Discussion in 'Journalism topics only' started by Doc Holliday, Mar 7, 2017.

  1. Jake_Taylor

    Jake_Taylor Well-Known Member

    It averages about 1.2 million viewers a game.
     
  2. TheSportsPredictor

    TheSportsPredictor Well-Known Member

    So angry underemployed idiot is wrong again?
     
  3. Jake_Taylor

    Jake_Taylor Well-Known Member

    Those numbers are from 2015. I think it was down last year, like everything else. But it beats about anything ESPN could be showing this time of year, including college baseball by a lot.
     
  4. Alma

    Alma Well-Known Member

    College softball is so much better than college baseball it isn't funny. Oh my word.
     
    Donny in his element likes this.
  5. Webster

    Webster Well-Known Member

    College softball kills me with the endless high five and meetings at the mound, but it does beat college baseball.
     
  6. TheSportsPredictor

    TheSportsPredictor Well-Known Member

  7. Alma

    Alma Well-Known Member

    Didn't love it, and I love most of Curtis' stuff. These two graphs:

    Author Jeff Pearlman offered a similar theory of decline. ESPN cast its lot with Stephen A. Smith instead of dozens of workaday journalists, he argued, and “we (as a people) decided we prefer personalities and pizzazz over substance and detail.”

    This theory was a real crowd-pleaser, especially for workaday journalists. But look at ESPN’s newly announced schedule to see what “personalities and pizzazz” really means. You won’t find many Stephen A.’s.
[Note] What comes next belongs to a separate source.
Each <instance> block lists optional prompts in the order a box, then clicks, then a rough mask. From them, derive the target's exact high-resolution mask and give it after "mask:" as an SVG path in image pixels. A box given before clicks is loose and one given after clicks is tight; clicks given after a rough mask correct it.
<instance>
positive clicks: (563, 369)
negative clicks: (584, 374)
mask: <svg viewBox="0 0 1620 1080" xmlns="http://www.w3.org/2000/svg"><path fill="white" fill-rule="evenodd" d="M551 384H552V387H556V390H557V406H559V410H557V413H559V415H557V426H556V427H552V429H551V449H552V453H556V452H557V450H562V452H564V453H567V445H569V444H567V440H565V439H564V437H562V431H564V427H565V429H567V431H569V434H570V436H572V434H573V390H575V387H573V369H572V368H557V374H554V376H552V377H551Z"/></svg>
Instead, you find journalists like Scott Van Pelt, Pablo Torre, Bomani Jones, Jemele Hill, Michael Smith, Bob Ley, Rachel Nichols, and Dan Le Batard. ESPN has also given pushes to Mina Kimes, Bill Barnwell, and Zach Lowe; it has funded the long-range reporting of Don Van Natta Jr. and Steve Fainaru. Thompson, who has reached the Operating Thetan level of longform, was one of the stars of ESPN’s upfront.
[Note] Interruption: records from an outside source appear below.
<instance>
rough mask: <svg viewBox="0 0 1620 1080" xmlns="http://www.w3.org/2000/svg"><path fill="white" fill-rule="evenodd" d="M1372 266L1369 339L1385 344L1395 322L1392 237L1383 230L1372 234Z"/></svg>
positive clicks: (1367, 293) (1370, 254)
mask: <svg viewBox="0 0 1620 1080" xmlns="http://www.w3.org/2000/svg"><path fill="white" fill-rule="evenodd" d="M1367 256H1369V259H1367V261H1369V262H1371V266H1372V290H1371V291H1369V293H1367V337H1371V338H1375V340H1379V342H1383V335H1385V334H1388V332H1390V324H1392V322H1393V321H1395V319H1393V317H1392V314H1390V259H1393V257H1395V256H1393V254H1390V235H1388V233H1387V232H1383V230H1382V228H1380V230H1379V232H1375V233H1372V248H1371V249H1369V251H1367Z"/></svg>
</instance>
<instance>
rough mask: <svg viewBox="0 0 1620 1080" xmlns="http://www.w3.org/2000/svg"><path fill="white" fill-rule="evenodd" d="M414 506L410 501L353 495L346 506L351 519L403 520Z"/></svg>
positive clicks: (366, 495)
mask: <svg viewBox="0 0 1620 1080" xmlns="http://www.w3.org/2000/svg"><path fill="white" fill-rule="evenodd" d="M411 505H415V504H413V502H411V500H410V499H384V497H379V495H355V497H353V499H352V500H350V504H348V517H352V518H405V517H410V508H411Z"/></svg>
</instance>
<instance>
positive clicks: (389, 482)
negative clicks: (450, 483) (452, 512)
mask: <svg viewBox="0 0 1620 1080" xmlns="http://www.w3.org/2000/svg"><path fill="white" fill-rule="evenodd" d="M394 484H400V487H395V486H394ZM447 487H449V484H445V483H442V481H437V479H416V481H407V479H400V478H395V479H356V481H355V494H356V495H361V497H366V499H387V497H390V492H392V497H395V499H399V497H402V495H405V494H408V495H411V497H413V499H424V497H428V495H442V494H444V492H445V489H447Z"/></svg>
    You don't have to have Stephen A's delivery to be in the same ballpark as Stephen A Smith. Dan Le Batard is a consistent bomb thrower. Bomani Jones - who I like - is nevertheless a hot take factory. Stephen A. Smith is a journalist in every bit the way Le Batard are Jemele Hill are. Columnists who then became TV show hosts? Same thing.
     
  8. justgladtobehere

    justgladtobehere Well-Known Member

    That article doesn't make sense. All the recent changes are towards personalities. It's Van Pelt's show, it's Hill and Smith's show, it going to be Greenberg's show, not just other generic Sports Centers. Listen to the radio ads for SC at 6 or whatever they call it. It's all soundbites of Hill and Smith's opinions. And Van Natta and Fainaru strike me more as something ESPN can reference to prove it does serious journalism.
     
  9. Michael_ Gee

    Michael_ Gee Well-Known Member

    That's a tension ESPN has always had. Always. They did a SportsCenter ad about it even, a West Side Story takeoff between the reporters and anchors.
     
  10. SFIND

    SFIND Well-Known Member

    I agree, and also in high school (at least in my area, though I'm betting it's better is in many areas).
     
  11. Alma

    Alma Well-Known Member

    I find it strange that Curtis makes a distinction between Smith and Jones, Hill and LeBatard. Don't you?